Beth watched Jamie put a crowbar to the hatch. “You mean we’re going to steal it?”
He glanced up, smiling. “Well, it’s not really stealing if you already own it. I’m a priest you know. That would be breaking one of the Ten Commandments.”
“But we’re breaking into the parliament building! Surely that’s in the commandments somewhere!”

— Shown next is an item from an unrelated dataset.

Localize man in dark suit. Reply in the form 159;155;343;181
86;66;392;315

“I’m doing this for the greater good.”
She put her hands on her hips. “You are the strangest priest I have ever met.”
“Can you lend me some of your muscle, Beth?” Jamie grunted. “This hatch is tougher than it looks.”
Reluctantly, Beth grabbed on to the crowbar with Jamie and pulled. Suddenly, the hatch sprang open with a metallic snap as they tumbled backwards onto the roof’s cold black tar. Lying together on their backs, trying to catch their breath, she glanced at him.
“We could go to jail for this.”
“You’re too young to go to jail, and I’ll tell them I forced you to help me. I’ll tell them that I wouldn’t give you back the peppermint stick I took from you until you helped me break into the most important building in all of Canada.”
She giggled. “With a story like that, I’m sure the judge will be very understanding.”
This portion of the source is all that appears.